Well, neither you nor I, nor anyone else here will ever be in full agreement on every building... but you and I do share a taste for good, simple, modernism most often typified in this city by aA's buildings. For me, that appealing clean modernism also extends to P+S's The Met and Encore, which I think make good use of their site and make for interesting points on the skyline and streetscapes in the area. You might not agree. I also think that P+S's MuseumHouse looks like it will be quite decent, and I believe they did a perfect job of repurposing 112 St. Clair West from offices to residential.
...and then there's P+S's The Shores condo, now under construction in Oakville, which if finished the way the renders promise, will be amongst the very best and appropriately nautical modern designs anywhere on Lake Ontario.
Getting away from the modernism, I really like their Prince Arthur.
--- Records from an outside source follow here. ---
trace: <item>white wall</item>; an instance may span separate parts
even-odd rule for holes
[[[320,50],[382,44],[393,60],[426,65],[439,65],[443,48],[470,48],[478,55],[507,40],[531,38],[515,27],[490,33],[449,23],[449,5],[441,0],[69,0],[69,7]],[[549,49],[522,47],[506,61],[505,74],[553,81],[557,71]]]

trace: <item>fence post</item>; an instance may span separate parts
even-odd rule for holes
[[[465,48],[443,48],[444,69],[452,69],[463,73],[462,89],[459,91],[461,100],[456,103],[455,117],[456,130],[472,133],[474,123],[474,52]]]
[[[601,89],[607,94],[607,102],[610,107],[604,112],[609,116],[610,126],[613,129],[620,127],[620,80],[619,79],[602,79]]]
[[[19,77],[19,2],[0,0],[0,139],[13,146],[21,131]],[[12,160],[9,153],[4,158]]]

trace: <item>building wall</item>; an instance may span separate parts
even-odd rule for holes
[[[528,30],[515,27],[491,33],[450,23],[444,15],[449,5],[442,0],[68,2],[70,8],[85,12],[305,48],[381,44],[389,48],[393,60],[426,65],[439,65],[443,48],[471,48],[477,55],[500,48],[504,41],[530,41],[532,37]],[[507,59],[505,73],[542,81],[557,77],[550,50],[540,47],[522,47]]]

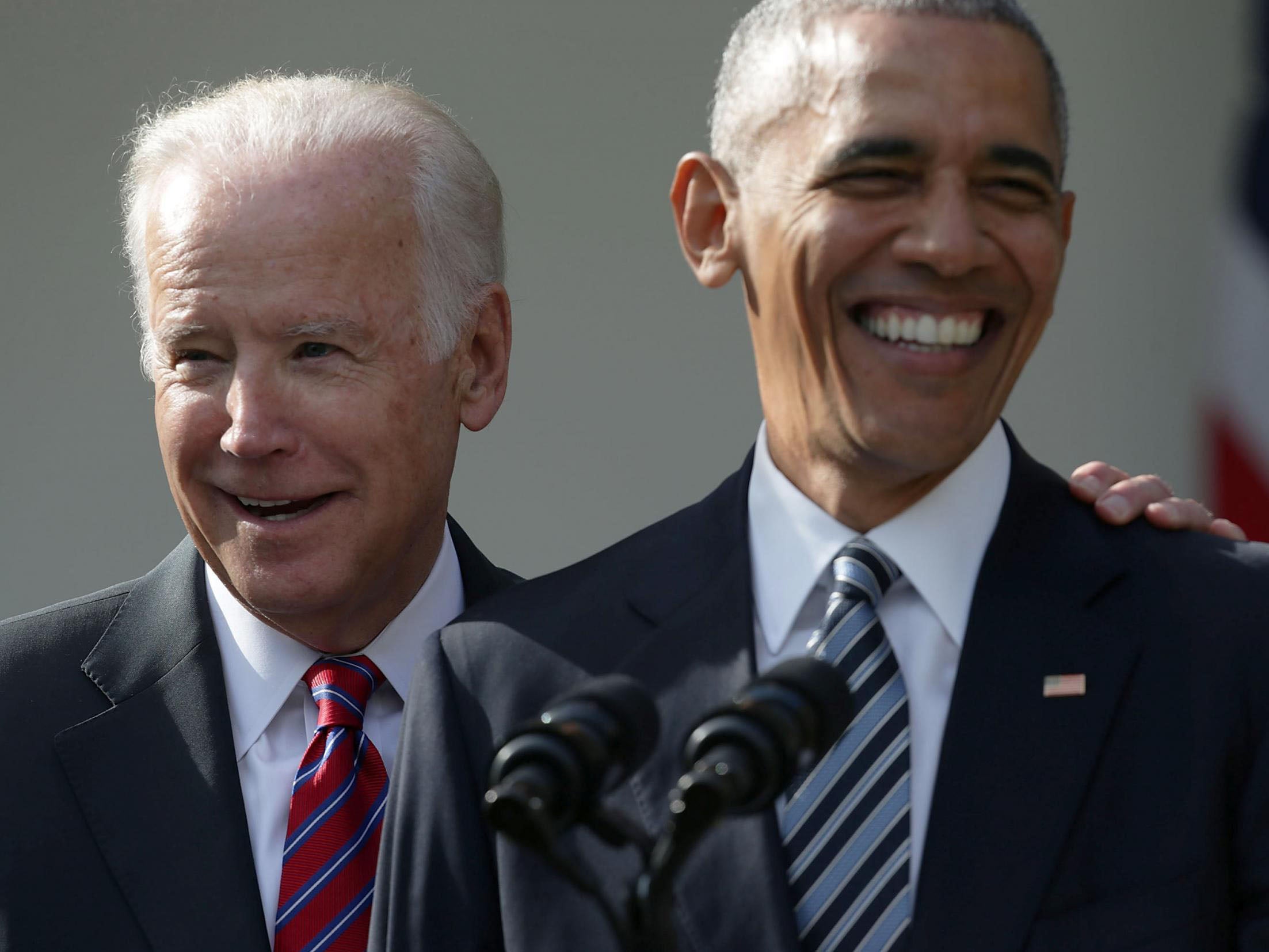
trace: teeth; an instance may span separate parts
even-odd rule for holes
[[[939,343],[939,322],[928,314],[923,314],[916,321],[916,340],[921,344]]]
[[[906,308],[886,307],[868,315],[863,326],[874,338],[902,344],[912,350],[935,352],[952,347],[972,347],[982,336],[983,317],[935,317],[931,314],[901,314]]]

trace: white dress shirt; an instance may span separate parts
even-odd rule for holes
[[[947,479],[867,533],[904,570],[878,614],[907,688],[914,899],[970,602],[1008,482],[1009,440],[997,420]],[[760,673],[807,652],[807,641],[829,600],[832,559],[858,537],[775,468],[764,423],[749,480],[754,642]]]
[[[246,805],[246,825],[260,886],[264,920],[273,943],[287,838],[291,784],[308,740],[317,729],[317,704],[302,678],[321,658],[253,616],[211,569],[207,576],[212,625],[225,666],[233,754]],[[423,656],[423,638],[463,611],[458,553],[445,526],[440,552],[428,580],[401,613],[363,651],[385,683],[365,706],[364,730],[392,776],[401,712],[410,675]]]

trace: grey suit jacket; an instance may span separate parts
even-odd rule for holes
[[[1112,528],[1011,443],[948,716],[909,949],[1269,948],[1269,547]],[[593,904],[482,825],[496,743],[585,677],[656,697],[612,795],[650,834],[685,732],[753,677],[749,463],[709,498],[442,631],[418,668],[372,948],[615,949]],[[1047,674],[1088,693],[1044,698]],[[619,895],[637,869],[569,845]],[[727,820],[676,886],[680,948],[796,952],[774,815]]]
[[[468,604],[511,584],[450,532]],[[268,952],[202,571],[0,623],[0,949]]]

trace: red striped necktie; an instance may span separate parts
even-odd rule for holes
[[[274,952],[365,952],[388,776],[362,717],[383,673],[324,658],[305,683],[317,730],[291,788]]]

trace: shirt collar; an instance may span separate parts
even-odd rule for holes
[[[321,652],[251,614],[209,567],[204,566],[203,575],[225,670],[233,755],[241,760]],[[405,698],[414,666],[423,656],[423,637],[462,614],[463,608],[458,552],[447,524],[426,581],[359,654],[374,661],[387,684]]]
[[[964,644],[978,567],[1009,485],[1009,440],[997,420],[938,486],[868,533],[957,644]],[[788,638],[811,589],[838,551],[860,533],[789,482],[772,459],[765,421],[749,480],[754,613],[772,654]]]

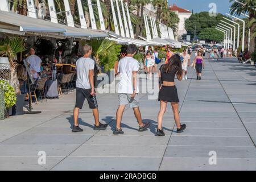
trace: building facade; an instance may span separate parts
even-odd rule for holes
[[[187,34],[187,31],[185,28],[185,21],[191,16],[192,12],[179,7],[176,4],[174,4],[172,6],[171,5],[170,10],[176,13],[180,19],[178,24],[177,37],[176,38],[176,40],[179,40],[181,39],[183,35]]]

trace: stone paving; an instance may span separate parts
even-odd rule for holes
[[[150,128],[139,133],[127,108],[125,134],[113,135],[117,94],[98,94],[101,122],[109,127],[94,131],[85,102],[80,114],[84,131],[73,133],[73,92],[34,105],[41,114],[0,121],[0,170],[255,170],[256,68],[234,59],[207,60],[201,81],[191,68],[188,76],[176,80],[184,133],[176,133],[169,105],[166,136],[155,136],[159,104],[141,94],[142,117]],[[40,151],[46,152],[45,165],[38,164]],[[216,165],[209,164],[210,151],[216,152]]]

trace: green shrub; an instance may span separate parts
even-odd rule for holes
[[[135,59],[137,60],[139,62],[143,61],[144,59],[144,53],[137,53],[133,57]]]
[[[104,68],[104,72],[106,72],[114,68],[115,61],[118,60],[122,46],[114,44],[111,46],[106,54],[100,56],[100,64]]]
[[[5,80],[0,80],[0,89],[5,92],[5,108],[8,109],[16,104],[16,94],[13,86]]]

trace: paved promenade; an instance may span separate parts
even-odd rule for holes
[[[155,136],[159,103],[141,94],[150,128],[139,133],[127,108],[125,134],[113,135],[117,94],[98,94],[101,122],[110,126],[93,131],[86,103],[80,115],[84,132],[73,133],[73,92],[34,105],[42,114],[0,121],[0,170],[256,170],[256,68],[234,59],[207,60],[201,81],[191,68],[188,75],[176,80],[184,133],[176,133],[169,105],[166,136]],[[46,153],[45,165],[38,163],[40,151]],[[209,163],[210,151],[216,165]]]

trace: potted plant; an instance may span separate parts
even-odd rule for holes
[[[0,89],[4,92],[6,116],[12,114],[13,106],[16,103],[16,94],[14,89],[7,81],[0,80]]]
[[[15,60],[17,60],[17,53],[22,52],[26,49],[26,46],[23,44],[23,39],[20,37],[6,37],[0,41],[0,56],[5,57],[6,61],[7,58],[10,63],[10,85],[13,87],[16,100],[18,100],[15,109],[22,108],[23,109],[24,96],[24,94],[20,94],[19,81],[16,72],[18,64]],[[9,109],[10,110],[11,108]]]

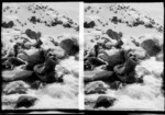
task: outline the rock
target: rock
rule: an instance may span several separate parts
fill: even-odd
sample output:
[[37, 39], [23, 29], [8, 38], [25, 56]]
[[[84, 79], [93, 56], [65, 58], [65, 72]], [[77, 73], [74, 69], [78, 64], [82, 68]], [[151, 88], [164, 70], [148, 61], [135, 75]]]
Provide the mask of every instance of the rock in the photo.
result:
[[19, 108], [19, 107], [31, 107], [31, 106], [34, 105], [36, 100], [37, 99], [34, 97], [34, 96], [22, 95], [22, 96], [20, 96], [18, 99], [15, 108]]
[[112, 106], [114, 104], [114, 101], [117, 101], [117, 99], [111, 97], [111, 96], [101, 95], [101, 96], [99, 96], [97, 99], [94, 108], [97, 108], [97, 107], [110, 107], [110, 106]]
[[75, 38], [66, 38], [59, 43], [59, 46], [66, 51], [67, 55], [74, 56], [79, 51], [78, 41]]
[[30, 30], [30, 28], [28, 28], [26, 31], [25, 31], [25, 34], [30, 37], [30, 38], [32, 38], [32, 39], [38, 39], [40, 37], [41, 37], [41, 33], [40, 32], [34, 32], [34, 31], [32, 31], [32, 30]]
[[31, 84], [31, 88], [37, 90], [41, 87], [41, 83], [40, 80], [36, 80]]
[[157, 54], [156, 55], [156, 60], [157, 61], [164, 61], [164, 54]]
[[2, 23], [2, 27], [4, 27], [4, 28], [11, 28], [13, 26], [14, 26], [13, 21], [10, 21], [8, 23], [6, 23], [6, 22]]
[[107, 49], [111, 49], [113, 44], [111, 42], [108, 42], [108, 43], [106, 43], [105, 46], [106, 46]]
[[133, 54], [136, 56], [138, 59], [141, 60], [148, 58], [146, 51], [141, 47], [136, 47], [135, 49], [133, 49]]
[[109, 28], [109, 30], [107, 30], [107, 32], [106, 32], [106, 34], [109, 36], [109, 37], [111, 37], [112, 39], [121, 39], [121, 37], [122, 37], [122, 34], [121, 33], [117, 33], [117, 32], [114, 32], [113, 30], [111, 30], [111, 28]]
[[92, 70], [85, 71], [84, 80], [85, 82], [97, 81], [97, 80], [110, 80], [113, 77], [113, 71], [107, 70]]
[[41, 48], [41, 45], [43, 42], [41, 39], [37, 39], [36, 43], [33, 45], [35, 48]]
[[102, 93], [106, 93], [107, 91], [107, 85], [105, 82], [102, 81], [94, 81], [94, 82], [90, 82], [86, 85], [85, 88], [85, 93], [86, 94], [92, 94], [92, 93], [99, 93], [99, 94], [102, 94]]
[[113, 70], [114, 66], [125, 61], [124, 50], [121, 49], [103, 50], [99, 54], [98, 58], [108, 62], [107, 70], [110, 71]]
[[150, 56], [156, 56], [161, 51], [161, 46], [153, 39], [143, 41], [141, 47], [144, 48]]
[[66, 57], [65, 50], [61, 47], [51, 49], [47, 55], [56, 56], [57, 59], [64, 59]]
[[118, 24], [118, 18], [117, 16], [113, 16], [111, 22], [113, 22], [114, 24]]
[[134, 60], [134, 58], [130, 57], [125, 61], [125, 64], [116, 66], [113, 70], [122, 82], [134, 83], [136, 82], [135, 71], [134, 71], [136, 65], [138, 64]]
[[91, 70], [95, 67], [98, 67], [98, 66], [101, 66], [101, 65], [106, 65], [105, 61], [102, 61], [102, 60], [100, 60], [100, 59], [98, 59], [96, 57], [88, 57], [88, 58], [86, 58], [85, 64], [89, 65], [91, 67]]
[[92, 28], [94, 26], [96, 26], [96, 23], [94, 21], [84, 23], [85, 28]]
[[33, 67], [37, 64], [43, 64], [45, 61], [45, 50], [43, 49], [30, 49], [23, 50], [20, 54], [20, 58], [28, 62], [25, 69], [33, 70]]
[[29, 85], [23, 81], [12, 81], [6, 84], [3, 92], [6, 94], [26, 93]]
[[3, 64], [6, 66], [10, 66], [10, 67], [16, 67], [16, 66], [25, 65], [24, 61], [22, 61], [19, 58], [15, 58], [15, 57], [9, 57], [8, 60], [6, 60]]
[[55, 66], [57, 61], [48, 58], [44, 64], [36, 65], [34, 72], [42, 82], [52, 83], [56, 81]]
[[123, 45], [123, 42], [121, 39], [119, 39], [114, 47], [121, 48], [122, 45]]
[[114, 81], [110, 84], [110, 88], [113, 90], [118, 90], [120, 88], [121, 81]]
[[33, 71], [30, 70], [4, 70], [2, 71], [3, 81], [15, 81], [15, 80], [25, 80], [33, 76]]

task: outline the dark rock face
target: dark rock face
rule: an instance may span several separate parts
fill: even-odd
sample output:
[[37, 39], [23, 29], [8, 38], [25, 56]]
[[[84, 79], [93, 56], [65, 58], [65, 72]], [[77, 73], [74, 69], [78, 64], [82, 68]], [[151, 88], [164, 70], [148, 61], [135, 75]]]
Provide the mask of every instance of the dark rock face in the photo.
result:
[[118, 90], [121, 84], [121, 81], [114, 81], [110, 84], [110, 88], [113, 90]]
[[4, 27], [4, 28], [11, 28], [13, 26], [14, 26], [13, 21], [10, 21], [8, 23], [6, 23], [6, 22], [2, 23], [2, 27]]
[[3, 89], [3, 92], [6, 94], [14, 94], [14, 93], [24, 94], [26, 93], [26, 91], [28, 91], [28, 84], [23, 81], [9, 82]]
[[30, 38], [32, 38], [32, 39], [38, 39], [40, 37], [41, 37], [41, 33], [40, 32], [34, 32], [34, 31], [32, 31], [32, 30], [30, 30], [30, 28], [28, 28], [26, 31], [25, 31], [25, 34], [30, 37]]
[[86, 94], [92, 94], [92, 93], [106, 93], [107, 88], [106, 84], [102, 81], [94, 81], [86, 85], [85, 93]]
[[34, 105], [37, 99], [33, 96], [22, 95], [18, 99], [15, 108], [18, 107], [31, 107]]
[[118, 24], [118, 18], [117, 16], [113, 16], [111, 22], [113, 22], [114, 24]]
[[22, 51], [23, 56], [26, 57], [25, 61], [28, 62], [25, 69], [26, 70], [33, 70], [33, 67], [37, 64], [43, 64], [45, 61], [45, 50], [38, 49], [32, 55], [26, 54], [25, 51]]
[[21, 65], [25, 65], [24, 61], [20, 60], [19, 58], [15, 57], [9, 57], [7, 61], [4, 61], [4, 65], [7, 66], [21, 66]]
[[101, 95], [97, 99], [95, 108], [97, 107], [110, 107], [117, 101], [114, 97]]
[[2, 71], [2, 80], [3, 81], [15, 81], [15, 80], [25, 80], [33, 76], [33, 71], [29, 70], [8, 70]]
[[94, 26], [96, 26], [96, 23], [94, 21], [84, 23], [85, 28], [92, 28]]
[[34, 72], [37, 74], [41, 81], [52, 83], [56, 81], [55, 78], [55, 66], [56, 61], [53, 59], [47, 59], [44, 64], [36, 65], [34, 67]]
[[141, 47], [144, 48], [150, 56], [156, 56], [161, 51], [161, 46], [153, 39], [142, 42]]
[[109, 37], [111, 37], [112, 39], [120, 39], [121, 37], [122, 37], [122, 34], [121, 33], [117, 33], [117, 32], [114, 32], [113, 30], [111, 30], [111, 28], [109, 28], [109, 30], [107, 30], [107, 35], [109, 36]]
[[67, 55], [69, 56], [75, 56], [79, 51], [79, 45], [77, 39], [63, 39], [59, 43], [59, 46], [66, 51]]

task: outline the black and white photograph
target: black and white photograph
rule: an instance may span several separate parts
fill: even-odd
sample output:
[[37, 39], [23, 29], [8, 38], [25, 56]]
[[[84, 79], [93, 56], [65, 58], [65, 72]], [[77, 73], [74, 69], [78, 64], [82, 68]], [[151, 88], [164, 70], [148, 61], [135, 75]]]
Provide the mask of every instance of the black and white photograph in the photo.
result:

It's bricks and it's cornices and it's cupolas and it's domes... and it's nothing I normally like, but it all works for me, crowned by the arch at the west end of Yorkville Avenue. Compare that with Turner Fleischer's Regency Yorkville a block east which takes the same stylistic approach in many ways, and fails with most of them. I may not like the style overall, but I think P+S know how to pull it off. (That said, P+S are also responsible for the Cheddington, One Post Road, and Mount Pleasant Road's Chateau Royale, all of which are over the top and beyond the pale. Since I know P+S can rein in the ornamentation, those three projects tell me that the developer was the driving force behind the excesses displayed on those buildings. P+S is a big firm, and employees have to eat, so sometimes you design what you might not be inclined to were you pulling all of the strings.)
P+S get lots of this right: they certainly have here. Not everything they put up I like, so I'd say sometimes they are fairly maligned (if you can be fair when maligning), but I don't believe P+S deserves the general shellacking that they often get on this forum.